Mar 28, 2024 6:55 PM CDT

It's not the easiest mistake to correct. It seems a construction company hired by a developer in Honolulu built a home on the wrong vacant lot. The kicker is that the owner of the lot is among those being sued over the mess, reports HawaiiNewsNow. The saga began in 2018 when Annaleine "Anne" Reynolds bought the undeveloped land for about $22,000. She planned to build on it someday, and was surprised to get a call from a real estate agent during the pandemic informing her that he had just sold a three-bedroom house valued at $500,000 that was belatedly discovered to be on her land.

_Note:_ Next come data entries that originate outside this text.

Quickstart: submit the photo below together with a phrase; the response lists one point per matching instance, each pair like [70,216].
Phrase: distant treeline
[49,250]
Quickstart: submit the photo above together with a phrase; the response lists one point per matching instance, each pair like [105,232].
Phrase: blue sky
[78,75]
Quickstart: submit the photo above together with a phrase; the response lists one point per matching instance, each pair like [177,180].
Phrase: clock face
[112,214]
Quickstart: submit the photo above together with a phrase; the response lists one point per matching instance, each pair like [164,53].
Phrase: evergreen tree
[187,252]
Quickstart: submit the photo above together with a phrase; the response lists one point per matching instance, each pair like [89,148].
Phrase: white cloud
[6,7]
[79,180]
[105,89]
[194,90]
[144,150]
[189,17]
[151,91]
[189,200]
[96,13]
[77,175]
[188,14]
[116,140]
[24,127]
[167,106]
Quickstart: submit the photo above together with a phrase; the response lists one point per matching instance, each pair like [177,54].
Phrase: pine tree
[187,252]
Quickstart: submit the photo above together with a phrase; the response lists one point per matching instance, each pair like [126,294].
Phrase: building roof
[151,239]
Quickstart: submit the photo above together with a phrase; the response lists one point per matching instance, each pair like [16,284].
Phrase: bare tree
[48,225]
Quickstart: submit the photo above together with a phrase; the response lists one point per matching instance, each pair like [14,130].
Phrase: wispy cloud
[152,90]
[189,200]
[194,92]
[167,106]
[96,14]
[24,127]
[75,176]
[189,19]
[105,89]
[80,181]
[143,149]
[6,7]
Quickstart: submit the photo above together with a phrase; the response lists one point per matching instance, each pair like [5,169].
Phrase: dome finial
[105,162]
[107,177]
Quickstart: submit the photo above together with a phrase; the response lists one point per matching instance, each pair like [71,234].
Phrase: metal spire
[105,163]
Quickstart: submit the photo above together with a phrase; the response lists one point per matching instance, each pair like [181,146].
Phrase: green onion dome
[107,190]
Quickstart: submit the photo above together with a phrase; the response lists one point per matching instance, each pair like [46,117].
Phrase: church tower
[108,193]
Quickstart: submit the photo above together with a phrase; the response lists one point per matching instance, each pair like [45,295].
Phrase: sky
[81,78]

"I'm like, what? Are you kidding me?" she tells the outlet. The home was built by PJ's Construction, which was hired by Keaau Development Partnership, per the AP. Apparently, the lots look similar in the Paradise Park subdivision, and the construction company says the developer didn't want to hire a surveyor. The developer, meanwhile, offered to give Reynolds a different empty lot or to sell her the house at a discounted price. She rejected both ideas.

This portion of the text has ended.